Testing / debugging browser restrictions
- Chrome: instructions, more instructions
- Firefox: instructions, user instructions
Mitigation options
- First-party sets (spec, WICG explainer, chromedev explainer and developer guide) allow a set-of domains to indicate that they have the same owner. Browsers might use this to allow cross-domain cookie access between such domains. This would be a very low-effort means of mitigation, if it happens.
- status: behind a feature flag in Chrome, but Firefox and Safari are opposed. Also, in the fairly similar case of storage partitioning it was explicitly rejected by Chrome as well - not sure what's the exact difference between the "security boundary" concept cited as the reason for that, and domain boundaries in general.

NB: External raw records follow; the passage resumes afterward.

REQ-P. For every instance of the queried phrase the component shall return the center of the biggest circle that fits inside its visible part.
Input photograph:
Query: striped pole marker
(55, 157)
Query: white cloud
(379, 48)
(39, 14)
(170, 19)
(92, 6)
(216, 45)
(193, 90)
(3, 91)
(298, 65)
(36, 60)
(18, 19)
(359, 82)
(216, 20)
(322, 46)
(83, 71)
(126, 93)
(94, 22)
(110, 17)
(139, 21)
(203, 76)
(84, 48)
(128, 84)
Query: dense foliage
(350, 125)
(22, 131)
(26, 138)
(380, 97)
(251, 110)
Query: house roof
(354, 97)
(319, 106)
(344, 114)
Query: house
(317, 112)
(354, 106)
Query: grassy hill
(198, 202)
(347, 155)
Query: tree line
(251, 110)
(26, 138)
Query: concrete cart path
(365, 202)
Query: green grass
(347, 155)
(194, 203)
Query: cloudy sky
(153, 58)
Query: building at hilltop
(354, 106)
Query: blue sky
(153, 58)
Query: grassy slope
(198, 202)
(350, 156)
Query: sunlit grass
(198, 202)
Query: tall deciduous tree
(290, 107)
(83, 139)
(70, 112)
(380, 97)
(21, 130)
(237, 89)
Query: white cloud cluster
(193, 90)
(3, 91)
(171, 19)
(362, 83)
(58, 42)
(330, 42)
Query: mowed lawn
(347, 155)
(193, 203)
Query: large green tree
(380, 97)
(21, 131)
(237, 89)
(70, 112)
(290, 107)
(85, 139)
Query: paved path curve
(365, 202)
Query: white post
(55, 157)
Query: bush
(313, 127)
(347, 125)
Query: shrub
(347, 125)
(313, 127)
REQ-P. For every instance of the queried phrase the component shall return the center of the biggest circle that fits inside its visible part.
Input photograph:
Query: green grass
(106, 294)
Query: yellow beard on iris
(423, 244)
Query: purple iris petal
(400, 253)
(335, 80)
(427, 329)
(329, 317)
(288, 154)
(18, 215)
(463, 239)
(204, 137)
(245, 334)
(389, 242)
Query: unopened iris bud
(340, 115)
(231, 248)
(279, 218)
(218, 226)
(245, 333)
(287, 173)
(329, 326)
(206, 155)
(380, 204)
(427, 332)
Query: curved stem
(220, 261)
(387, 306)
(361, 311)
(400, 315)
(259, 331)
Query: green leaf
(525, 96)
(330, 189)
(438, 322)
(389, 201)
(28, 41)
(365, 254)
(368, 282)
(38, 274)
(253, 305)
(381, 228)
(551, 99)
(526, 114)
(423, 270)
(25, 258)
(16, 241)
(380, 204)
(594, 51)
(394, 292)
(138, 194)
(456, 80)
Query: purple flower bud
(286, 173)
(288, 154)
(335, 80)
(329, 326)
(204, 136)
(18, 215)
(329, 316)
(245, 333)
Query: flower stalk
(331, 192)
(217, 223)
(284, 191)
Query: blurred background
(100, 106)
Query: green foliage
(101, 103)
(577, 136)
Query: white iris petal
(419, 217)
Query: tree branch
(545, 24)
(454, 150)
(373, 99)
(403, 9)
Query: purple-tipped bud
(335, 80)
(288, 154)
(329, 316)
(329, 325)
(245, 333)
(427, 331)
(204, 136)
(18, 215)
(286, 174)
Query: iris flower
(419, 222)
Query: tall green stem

- CHIPS (Cookies Having Independent Partitioned State) (Privacy CG explainer, chromedev): enables state partitioning on browsers which don't support it by default (and would just reject third-party cookies instead). This is useful for data sharing between two specific domains, but not useful for sharing between a larger set of domains so probably not useful for us.
- status: (caniuse, chromestatus) available in Chrome and Edge, other browser vendors are supportive
- Use the requestStorageAccess() or requestStorageAccessFor() API, which allow access to third-party cookies. (requestStorageAccess is better supported, but needs to be called by the embedded resource, so it's only usable for iframes; requestStorageAccessFor is called by the embedder.) These would probably be part of using first-party sets, but can be used without those as well; however, then they would require explicit user opt-in (and separately for each domain), making them less practical. Also, they can only be called after user interaction.
- support: requestStorageAccess (caniuse) is supported in Firefox and Safari, supported but requires first-party sets in Edge, behind a feature flag in Chrome. requestStorageAccessFor is Chrome-only (chromestatus).
- SameParty cookie attribute (spec): this seems quite dead, listing for completeness only as it's sometimes referenced by other specs.
- There might be other web APIs that can replace third-party cookies for some specific use-case but not generally, to be discussed in subtasks.
- We could also just reimplement affected features to not use third-party cookies anymore. This probably requires significant infrastructure changes - anything that can support a workflow that's similar to third-party cookies is itself a candidate for ad tracker tech and as such a target of similar mitigations.
- Specifically, using a top-level redirect instead of a subresource can be a relatively lightweight change, and browser are currently somewhat more permissive with third-party cookie access in that case; but that is unlikely to last long.
See also
- T255366: SameSite cookie issues is another browser behavior change with somewhat similar effects, but it has different objectives and is relatively easy for us to mitigate.
- T295073: <Org-Wide Impact> Google Chrome User-Agent Deprecation Impact is another browser behavior change with similar objectives, but different effects; mainly a problem for anti-abuse.